ONE in ten of all shops in Pontypool is a charity shop or not-for-profit organisation, according to figures collated by Torfaen council.

The figures, obtained by Plaid Cymru AM for South East Wale, Lindsay Whittle, following a Freedom of Information request, showed that 17 shops in the town were now home to not-forprofit business.

That was almost 12 per cent of all retail units in the town.

Torfaen council said Cwmbran had 16 charity or nonprofit organisations, while there were five in Blaenavon, representing 7.7 per cent and 8.2 per cent of total retail properties in the towns.

“Just over a year ago the Welsh Government argued that only the most adaptable, innovative, creative high streets would survive and thrive in the global marketplace and it was clear that our town centres needed to diversify and retail could no longer be the sole driving force for our towns,” Mr Whittle said.

He praised the work of charity shops, but said it was evidence of changes in our town centres.

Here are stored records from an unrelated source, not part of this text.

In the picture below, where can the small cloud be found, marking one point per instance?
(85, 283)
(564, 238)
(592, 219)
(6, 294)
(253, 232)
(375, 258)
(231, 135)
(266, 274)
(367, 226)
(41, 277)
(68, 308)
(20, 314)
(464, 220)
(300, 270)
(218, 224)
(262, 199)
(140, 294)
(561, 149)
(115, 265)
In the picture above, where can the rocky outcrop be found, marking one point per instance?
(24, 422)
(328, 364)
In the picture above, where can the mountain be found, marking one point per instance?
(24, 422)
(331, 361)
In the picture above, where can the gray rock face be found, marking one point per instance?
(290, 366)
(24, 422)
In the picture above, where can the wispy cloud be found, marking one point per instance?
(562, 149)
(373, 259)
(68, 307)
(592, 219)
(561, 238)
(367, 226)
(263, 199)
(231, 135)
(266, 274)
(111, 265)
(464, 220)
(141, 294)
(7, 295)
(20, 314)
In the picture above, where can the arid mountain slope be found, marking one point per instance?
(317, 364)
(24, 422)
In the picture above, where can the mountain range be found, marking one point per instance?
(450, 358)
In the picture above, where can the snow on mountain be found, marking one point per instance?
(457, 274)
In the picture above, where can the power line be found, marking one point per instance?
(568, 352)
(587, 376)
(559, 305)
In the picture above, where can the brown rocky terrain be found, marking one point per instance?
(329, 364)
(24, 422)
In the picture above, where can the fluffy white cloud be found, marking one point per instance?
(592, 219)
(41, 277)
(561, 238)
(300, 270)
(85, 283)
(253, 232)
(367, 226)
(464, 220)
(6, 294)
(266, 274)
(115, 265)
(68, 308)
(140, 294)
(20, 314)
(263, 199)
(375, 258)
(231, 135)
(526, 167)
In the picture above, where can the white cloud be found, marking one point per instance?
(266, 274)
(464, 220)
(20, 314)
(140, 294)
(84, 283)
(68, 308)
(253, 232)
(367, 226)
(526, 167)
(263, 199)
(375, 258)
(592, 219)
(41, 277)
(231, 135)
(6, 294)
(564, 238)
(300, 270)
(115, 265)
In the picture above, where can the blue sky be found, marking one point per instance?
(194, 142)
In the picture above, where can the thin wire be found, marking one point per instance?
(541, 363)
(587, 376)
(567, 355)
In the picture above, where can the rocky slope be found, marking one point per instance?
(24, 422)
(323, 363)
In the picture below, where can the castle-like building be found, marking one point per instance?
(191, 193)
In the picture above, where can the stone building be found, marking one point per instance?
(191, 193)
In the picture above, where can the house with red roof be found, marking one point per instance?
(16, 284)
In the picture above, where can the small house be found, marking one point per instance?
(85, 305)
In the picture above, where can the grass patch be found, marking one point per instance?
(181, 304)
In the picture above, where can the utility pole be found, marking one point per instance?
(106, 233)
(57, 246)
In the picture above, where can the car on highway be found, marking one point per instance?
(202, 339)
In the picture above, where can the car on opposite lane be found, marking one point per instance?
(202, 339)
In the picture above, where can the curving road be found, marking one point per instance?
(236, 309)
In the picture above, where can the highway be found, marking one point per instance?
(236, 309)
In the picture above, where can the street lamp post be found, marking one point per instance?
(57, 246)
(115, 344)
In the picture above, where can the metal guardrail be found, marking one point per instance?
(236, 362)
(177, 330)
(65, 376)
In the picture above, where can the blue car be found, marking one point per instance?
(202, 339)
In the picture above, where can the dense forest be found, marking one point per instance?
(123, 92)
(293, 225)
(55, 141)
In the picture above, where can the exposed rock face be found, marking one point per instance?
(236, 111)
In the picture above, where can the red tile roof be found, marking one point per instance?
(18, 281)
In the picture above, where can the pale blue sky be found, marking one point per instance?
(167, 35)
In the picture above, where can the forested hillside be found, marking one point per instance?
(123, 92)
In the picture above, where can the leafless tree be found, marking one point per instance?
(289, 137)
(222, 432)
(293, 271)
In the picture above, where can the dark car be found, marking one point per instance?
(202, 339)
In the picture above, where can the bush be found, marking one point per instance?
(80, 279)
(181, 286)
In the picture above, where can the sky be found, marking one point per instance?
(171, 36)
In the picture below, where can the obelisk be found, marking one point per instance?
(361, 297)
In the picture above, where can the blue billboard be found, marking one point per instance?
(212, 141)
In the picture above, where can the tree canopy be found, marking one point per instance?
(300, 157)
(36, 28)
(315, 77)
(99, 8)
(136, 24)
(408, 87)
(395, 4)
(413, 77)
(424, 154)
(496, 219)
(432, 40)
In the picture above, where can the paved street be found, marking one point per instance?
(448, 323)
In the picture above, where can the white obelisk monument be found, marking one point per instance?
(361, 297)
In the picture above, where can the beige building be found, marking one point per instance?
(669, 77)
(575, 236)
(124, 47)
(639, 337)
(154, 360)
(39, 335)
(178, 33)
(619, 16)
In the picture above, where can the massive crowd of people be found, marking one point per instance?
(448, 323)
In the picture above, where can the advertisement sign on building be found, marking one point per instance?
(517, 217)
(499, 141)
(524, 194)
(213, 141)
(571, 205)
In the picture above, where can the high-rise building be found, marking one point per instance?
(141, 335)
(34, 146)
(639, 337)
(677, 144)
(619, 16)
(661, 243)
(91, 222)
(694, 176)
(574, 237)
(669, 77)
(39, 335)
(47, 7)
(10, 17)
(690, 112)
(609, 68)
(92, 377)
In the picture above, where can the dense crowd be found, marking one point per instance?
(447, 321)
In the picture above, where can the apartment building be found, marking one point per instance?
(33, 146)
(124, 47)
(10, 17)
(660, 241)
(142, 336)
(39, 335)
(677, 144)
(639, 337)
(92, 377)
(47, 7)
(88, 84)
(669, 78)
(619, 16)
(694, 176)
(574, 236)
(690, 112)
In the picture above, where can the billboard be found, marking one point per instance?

Torfaen councillor for the Pontypool ward Mike Harris said he was hugely frustrated by the town’s decline, but said it was down, primarily, to poor planning and a lack of parking.

“Pontypool used to be the town in this area for people to go to, but now it is Cwmbran,” said Cllr Harris.

“There’s nowhere to park in Pontypool and when Tesco was put where it was, with that car park, it ripped the heart out of the town.”

Lewis Jones, vice-chairman of the Pontypool Regeneration Partnership, said: “We are actively seeking ways for empty properties to be brought back into use.

“There is former retail upper-floor space that is being converted to residential use and we recently worked with the University of Newport Wales to use retail properties as a base for an exhibition by photographic art students.

“We also assist property owners with grants through the Townscape Heritage Initiative that help in bringing vacant and dilapidated properties into use.”